”Ayah, kita memerlukan kendaraan mewah yang bisa mengantar kita tanpa terkena panas dan hujan. Tapi mereka punya pohon-pohon yang menaungi mereka dari panas dan hujan.”
” Kita punya seekor tupai dan 3 ekor burung yang dibeli dengan harga mahal. Sementara tupai dan burung-burung itu datang sendiri dan bersarang di pekarangan mereka yang rindang.”
”Kita membeli AC dan kipas angin untuk mengusir panas. Sementara mereka memiliki udara yang segar dan bersih dimana pun mereka bekerja dan beristirahat.”
”Kita harus membeli buah-buahan, rempah-rempah dan obat untuk kebutuhan kita. Mereka tinggal memetik, memungut, meramu dan menghidangkan semuanya dari kebun mereka sendiri.”

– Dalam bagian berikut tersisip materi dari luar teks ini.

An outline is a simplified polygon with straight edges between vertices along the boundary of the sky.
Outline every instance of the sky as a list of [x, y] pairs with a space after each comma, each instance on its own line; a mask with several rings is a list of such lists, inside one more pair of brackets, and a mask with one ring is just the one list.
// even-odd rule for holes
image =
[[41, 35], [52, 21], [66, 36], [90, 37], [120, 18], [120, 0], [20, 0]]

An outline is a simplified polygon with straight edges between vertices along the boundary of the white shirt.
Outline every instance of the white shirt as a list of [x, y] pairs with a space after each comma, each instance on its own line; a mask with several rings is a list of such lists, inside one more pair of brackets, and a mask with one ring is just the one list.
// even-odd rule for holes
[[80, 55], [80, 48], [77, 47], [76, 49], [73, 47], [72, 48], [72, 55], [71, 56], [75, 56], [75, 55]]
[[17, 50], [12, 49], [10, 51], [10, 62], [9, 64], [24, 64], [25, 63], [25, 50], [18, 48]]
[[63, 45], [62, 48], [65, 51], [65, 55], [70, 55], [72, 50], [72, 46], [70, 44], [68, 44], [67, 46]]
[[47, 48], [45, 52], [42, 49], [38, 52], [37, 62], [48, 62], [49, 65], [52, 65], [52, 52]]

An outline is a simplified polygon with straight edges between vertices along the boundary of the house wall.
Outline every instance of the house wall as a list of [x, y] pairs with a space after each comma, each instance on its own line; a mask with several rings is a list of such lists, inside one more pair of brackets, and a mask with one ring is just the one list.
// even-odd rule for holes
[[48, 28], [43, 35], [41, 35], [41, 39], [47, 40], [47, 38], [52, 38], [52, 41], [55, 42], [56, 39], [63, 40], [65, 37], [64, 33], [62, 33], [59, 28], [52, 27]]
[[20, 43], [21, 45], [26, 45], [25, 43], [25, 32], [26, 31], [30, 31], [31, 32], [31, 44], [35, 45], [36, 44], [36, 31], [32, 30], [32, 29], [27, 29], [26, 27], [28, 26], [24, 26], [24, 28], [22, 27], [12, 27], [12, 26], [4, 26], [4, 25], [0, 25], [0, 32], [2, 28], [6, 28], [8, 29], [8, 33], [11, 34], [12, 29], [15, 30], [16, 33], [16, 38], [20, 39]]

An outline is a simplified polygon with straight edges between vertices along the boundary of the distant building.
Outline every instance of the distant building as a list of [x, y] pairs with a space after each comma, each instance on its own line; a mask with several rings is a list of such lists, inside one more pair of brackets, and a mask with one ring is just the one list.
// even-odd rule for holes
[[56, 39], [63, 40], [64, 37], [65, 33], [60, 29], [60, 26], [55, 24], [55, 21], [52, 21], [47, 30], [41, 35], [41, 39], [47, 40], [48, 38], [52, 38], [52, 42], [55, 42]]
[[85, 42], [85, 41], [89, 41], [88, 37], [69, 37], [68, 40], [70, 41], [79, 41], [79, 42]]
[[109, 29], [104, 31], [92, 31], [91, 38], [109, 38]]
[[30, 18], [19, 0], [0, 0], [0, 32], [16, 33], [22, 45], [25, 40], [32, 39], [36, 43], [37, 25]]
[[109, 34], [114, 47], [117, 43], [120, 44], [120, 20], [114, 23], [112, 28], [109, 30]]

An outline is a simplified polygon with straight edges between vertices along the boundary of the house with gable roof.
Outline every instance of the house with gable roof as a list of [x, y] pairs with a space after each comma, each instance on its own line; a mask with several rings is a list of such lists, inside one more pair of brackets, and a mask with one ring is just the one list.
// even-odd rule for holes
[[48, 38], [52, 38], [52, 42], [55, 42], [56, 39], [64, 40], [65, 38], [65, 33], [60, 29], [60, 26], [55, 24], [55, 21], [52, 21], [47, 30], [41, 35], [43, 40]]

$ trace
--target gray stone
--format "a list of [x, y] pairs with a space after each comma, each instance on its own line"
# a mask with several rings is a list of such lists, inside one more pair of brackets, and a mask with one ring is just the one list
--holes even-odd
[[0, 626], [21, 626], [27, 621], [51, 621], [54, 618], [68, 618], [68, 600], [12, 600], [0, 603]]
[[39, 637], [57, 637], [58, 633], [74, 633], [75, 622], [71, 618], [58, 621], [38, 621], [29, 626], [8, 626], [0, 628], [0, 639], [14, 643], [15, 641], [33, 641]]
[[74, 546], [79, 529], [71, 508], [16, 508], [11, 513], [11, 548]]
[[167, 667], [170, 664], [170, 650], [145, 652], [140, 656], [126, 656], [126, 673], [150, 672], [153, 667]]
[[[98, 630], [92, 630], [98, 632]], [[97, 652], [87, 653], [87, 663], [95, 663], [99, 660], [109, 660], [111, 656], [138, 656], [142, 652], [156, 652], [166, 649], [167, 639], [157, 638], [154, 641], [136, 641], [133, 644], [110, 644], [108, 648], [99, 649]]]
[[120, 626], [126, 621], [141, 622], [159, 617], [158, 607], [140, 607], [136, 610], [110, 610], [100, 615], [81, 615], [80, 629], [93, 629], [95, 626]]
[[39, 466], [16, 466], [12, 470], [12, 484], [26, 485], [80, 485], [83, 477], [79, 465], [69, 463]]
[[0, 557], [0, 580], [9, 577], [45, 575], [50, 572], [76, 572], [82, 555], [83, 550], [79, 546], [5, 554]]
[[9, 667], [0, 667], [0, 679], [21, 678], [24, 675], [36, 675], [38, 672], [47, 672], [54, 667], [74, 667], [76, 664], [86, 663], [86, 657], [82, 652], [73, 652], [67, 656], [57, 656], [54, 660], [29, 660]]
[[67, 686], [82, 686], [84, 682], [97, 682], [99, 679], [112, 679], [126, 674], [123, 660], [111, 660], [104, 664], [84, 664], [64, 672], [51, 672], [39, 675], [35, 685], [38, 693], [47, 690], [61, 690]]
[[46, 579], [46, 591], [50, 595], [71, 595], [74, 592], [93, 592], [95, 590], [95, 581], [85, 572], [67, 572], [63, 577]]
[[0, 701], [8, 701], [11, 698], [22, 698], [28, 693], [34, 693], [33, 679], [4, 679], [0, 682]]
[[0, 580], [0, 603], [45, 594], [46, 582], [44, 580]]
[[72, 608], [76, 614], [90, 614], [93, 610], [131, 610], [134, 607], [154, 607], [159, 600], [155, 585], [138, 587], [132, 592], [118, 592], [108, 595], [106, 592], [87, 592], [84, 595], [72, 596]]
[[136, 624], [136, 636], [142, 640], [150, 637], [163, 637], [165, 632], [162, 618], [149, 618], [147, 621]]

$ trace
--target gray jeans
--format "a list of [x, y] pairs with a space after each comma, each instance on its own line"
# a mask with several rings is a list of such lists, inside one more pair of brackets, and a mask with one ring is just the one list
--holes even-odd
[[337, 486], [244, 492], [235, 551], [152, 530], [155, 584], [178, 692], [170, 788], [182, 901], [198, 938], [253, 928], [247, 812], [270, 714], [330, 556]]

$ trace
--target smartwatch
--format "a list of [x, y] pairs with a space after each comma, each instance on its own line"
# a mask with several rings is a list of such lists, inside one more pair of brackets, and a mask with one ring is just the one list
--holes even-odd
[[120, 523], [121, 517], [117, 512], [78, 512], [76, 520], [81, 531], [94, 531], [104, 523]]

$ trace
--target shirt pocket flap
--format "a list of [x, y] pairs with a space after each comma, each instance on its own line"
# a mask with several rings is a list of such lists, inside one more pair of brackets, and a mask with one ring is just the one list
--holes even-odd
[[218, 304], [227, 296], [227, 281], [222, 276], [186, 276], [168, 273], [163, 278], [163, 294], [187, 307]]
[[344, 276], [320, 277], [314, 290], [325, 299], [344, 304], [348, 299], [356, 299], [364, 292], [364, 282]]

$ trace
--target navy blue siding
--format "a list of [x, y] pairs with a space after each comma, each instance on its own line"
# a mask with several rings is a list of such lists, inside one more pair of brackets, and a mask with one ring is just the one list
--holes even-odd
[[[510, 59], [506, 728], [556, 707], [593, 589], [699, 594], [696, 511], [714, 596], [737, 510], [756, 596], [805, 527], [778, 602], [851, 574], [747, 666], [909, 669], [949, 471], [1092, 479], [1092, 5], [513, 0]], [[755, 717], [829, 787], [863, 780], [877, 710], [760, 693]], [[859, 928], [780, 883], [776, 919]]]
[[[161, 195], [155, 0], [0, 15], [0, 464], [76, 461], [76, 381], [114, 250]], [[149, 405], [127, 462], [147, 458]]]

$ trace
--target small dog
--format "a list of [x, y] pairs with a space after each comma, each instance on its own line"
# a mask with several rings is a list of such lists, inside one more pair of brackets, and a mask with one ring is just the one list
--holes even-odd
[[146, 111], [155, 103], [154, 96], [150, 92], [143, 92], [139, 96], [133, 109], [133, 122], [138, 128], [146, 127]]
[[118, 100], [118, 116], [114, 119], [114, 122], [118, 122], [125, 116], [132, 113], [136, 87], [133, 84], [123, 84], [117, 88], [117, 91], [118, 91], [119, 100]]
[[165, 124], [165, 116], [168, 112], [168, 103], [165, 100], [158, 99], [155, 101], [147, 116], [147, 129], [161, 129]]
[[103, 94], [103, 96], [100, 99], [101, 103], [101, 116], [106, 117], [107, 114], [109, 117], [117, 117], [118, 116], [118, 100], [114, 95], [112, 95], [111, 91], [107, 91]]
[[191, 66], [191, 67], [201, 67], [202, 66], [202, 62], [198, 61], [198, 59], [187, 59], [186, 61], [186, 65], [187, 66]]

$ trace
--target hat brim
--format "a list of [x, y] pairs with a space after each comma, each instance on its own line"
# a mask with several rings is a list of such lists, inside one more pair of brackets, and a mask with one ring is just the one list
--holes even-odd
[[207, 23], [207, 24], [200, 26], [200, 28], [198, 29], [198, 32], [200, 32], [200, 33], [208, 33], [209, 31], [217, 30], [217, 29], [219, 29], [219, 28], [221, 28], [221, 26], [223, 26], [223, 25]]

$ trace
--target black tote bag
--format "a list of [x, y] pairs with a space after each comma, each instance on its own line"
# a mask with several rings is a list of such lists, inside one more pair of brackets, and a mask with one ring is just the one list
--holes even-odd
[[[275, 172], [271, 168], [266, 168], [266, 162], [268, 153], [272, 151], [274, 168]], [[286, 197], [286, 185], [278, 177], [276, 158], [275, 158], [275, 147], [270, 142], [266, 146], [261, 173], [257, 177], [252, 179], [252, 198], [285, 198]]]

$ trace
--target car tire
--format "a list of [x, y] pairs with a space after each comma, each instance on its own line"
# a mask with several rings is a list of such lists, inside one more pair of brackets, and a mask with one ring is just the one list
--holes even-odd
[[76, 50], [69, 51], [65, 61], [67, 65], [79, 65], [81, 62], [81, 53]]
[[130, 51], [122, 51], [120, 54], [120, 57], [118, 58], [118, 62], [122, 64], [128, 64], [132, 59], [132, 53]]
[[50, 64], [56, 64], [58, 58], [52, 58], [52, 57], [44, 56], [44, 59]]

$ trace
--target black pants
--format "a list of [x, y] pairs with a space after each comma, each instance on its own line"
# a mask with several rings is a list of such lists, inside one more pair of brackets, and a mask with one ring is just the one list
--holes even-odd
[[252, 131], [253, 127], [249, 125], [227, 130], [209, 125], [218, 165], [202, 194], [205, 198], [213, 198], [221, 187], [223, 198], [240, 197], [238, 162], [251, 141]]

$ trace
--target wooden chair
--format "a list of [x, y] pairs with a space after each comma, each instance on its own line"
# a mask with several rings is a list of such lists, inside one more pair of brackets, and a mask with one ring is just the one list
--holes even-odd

”Kita harus membeli kayu yang mahal untuk memperindah rumah kita. Mereka tinggal mengambil sendiri di depan rumahnya, kapan saja mereka mau.”
”Kita memagari rumah dan membuat dinding tinggi agar aman dari terik matahari dan angin kencang. Mereka mempunyai pepohonan yang melindungi dan membuatnya aman dari gangguan cuaca.”
”Kita minum dan mandi dengan mengeluarkan biaya yang tidak sedikit. Mereka bebas mandi, mencuci dan minum air dari sungai yang dikeluarkan dari kumpulan pohon-pohon , Ayah.”
”Kita datang kemari dengan menyisihkan tabungan berbulan-bulan untuk melihat pohon-pohon ini. Mereka tiap saat menikmati pemandangan dan suasana alami dan memetik hasil darinya.”
Ayahnya mendesah. Ia sangat puas dengan jawaban anaknya. Sang Ayah ingin memperkuat renungan anaknya.
” Ini semua karena keberkahan dari menanam pohon, anakku. Mungkin juga berkat doa-doa yang dipanjatkan burung, tupai, cacing dan makhluk lain yang bisa hidup nyaman karena tumbuhnya pohon.”
Lalu sang Ayah memeluk tubuh anaknya. Semilir angin mengiringi langkah mereka menembus persawahan menuju mobil yang ditinggalkannya sejak pagi. Mentari sore mengiringi perjalanan pulang ayah dan anak ini. Mereka telah mendapatkan hikmah dari perjalanannya. Hikmah dari lukisan alam-Nya.